Why retrieval quality needs a runbook

RAG failures rarely announce themselves as database errors. The assistant answers confidently, but it cites the wrong document, misses a fresh document, ignores a permission boundary, or invents an answer because retrieval returned weak evidence.

This runbook turns those product failures into measurable checks.

Keep a golden query set

Create a small but realistic set of queries with expected source documents. Include common questions, exact identifiers, rare edge cases, permission-restricted documents, deleted documents, and newly uploaded content.
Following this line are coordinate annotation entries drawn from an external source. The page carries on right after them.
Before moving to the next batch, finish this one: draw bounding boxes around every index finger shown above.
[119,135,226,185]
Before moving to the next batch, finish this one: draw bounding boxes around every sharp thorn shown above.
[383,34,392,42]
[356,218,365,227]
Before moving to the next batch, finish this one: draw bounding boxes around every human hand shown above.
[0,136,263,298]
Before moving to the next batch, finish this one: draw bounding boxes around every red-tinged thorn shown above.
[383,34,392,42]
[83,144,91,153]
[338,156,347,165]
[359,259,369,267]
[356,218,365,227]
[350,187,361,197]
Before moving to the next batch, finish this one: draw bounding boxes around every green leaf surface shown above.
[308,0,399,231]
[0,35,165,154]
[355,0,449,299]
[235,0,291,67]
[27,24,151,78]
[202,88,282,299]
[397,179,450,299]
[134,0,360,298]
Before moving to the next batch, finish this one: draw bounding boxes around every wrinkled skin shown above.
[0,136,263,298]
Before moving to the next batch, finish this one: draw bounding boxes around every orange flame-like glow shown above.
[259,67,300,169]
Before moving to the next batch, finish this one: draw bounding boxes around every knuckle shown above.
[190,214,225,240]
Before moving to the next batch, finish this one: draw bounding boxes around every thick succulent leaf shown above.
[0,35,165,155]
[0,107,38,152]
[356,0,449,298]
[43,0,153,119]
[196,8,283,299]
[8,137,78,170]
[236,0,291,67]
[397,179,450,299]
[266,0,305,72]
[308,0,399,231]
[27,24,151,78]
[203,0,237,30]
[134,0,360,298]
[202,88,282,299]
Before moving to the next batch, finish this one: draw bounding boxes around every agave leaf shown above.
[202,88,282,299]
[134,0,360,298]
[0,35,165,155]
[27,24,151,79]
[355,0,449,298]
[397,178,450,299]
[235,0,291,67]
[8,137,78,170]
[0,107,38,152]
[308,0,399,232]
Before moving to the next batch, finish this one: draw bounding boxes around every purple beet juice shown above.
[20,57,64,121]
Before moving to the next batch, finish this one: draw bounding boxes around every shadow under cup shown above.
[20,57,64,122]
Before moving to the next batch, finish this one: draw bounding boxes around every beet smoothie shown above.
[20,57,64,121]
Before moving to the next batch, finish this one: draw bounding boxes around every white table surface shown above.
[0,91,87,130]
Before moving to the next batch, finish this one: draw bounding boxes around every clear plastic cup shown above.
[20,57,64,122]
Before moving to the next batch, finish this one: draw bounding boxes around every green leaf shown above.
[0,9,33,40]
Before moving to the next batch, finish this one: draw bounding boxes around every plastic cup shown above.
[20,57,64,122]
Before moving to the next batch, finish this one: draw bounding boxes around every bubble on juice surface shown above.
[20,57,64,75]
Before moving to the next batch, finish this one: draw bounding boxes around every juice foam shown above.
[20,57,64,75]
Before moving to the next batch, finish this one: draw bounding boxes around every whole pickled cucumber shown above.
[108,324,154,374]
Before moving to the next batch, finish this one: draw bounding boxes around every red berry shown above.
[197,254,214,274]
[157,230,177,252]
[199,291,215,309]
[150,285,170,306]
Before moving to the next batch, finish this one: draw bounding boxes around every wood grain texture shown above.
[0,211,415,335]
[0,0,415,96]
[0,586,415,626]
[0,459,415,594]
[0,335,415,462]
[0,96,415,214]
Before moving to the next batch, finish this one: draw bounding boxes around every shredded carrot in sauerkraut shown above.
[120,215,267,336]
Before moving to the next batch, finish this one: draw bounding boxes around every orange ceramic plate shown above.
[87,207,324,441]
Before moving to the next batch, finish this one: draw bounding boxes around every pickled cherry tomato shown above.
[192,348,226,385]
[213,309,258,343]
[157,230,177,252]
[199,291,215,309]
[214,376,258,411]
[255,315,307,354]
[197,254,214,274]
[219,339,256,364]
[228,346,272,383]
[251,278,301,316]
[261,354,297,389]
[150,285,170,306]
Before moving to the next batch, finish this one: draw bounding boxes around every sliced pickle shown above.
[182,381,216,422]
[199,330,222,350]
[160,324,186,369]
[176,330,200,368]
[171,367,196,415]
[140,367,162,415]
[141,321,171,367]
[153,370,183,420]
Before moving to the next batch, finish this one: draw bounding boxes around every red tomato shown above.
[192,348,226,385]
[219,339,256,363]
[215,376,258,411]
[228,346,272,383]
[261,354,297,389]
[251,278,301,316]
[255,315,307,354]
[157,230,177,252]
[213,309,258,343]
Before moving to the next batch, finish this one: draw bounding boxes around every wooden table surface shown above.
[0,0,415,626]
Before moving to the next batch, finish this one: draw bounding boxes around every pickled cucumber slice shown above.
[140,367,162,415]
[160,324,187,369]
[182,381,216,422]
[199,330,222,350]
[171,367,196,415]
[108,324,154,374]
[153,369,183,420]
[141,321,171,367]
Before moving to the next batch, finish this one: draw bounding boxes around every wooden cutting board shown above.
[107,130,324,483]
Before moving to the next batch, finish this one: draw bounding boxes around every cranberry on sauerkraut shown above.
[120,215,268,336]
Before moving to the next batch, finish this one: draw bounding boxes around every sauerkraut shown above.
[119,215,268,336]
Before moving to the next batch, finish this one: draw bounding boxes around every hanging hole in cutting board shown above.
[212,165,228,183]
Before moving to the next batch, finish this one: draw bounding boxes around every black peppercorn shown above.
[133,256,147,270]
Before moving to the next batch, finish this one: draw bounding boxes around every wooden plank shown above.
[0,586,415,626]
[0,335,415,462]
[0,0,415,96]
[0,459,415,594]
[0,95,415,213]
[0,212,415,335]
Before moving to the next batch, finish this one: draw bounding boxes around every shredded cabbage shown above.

Query class	What to verify
Exact identifier	Error codes, invoice IDs, table names, product SKUs rank correctly.
Semantic question	Conceptually relevant docs appear even when wording differs.
Permission boundary	Restricted docs never appear for the wrong user.
Fresh document	Recently embedded docs are retrievable within the agreed freshness SLO.
Deleted document	Deleted or revoked docs disappear from retrieval.

Metrics to capture

Recall@k: how often expected documents appear in the top k retrieved chunks.
Result count: whether filters leave enough chunks for the answer step.
Citation coverage: whether answers cite retrieved evidence.
No-hit rate: how often retrieval correctly admits there is no evidence.
Freshness lag: time from document update to searchable chunk.
Forbidden-hit rate: any retrieval result the user should not be allowed to see.

Debug sequence

Re-run the query with the same tenant, user, language, and timestamp filters.
Run exact search on a small sample and compare it with the approximate production path.
Check whether filters removed most approximate candidates.
Check whether the document was embedded with the current model and chunking version.
Check whether deleted or stale chunks still exist in the serving table or vector store.
Review the prompt only after retrieval evidence is proven healthy.

MonPG checks

Use MonPG to watch the PostgreSQL side of retrieval: slow vector queries in pg_stat_statements, vector index growth, dead tuples after re-embedding, queue tables for embedding jobs, and query plans for filtered retrieval. If retrieval quality drops after a data import or index rebuild, compare those operational signals with the golden query results.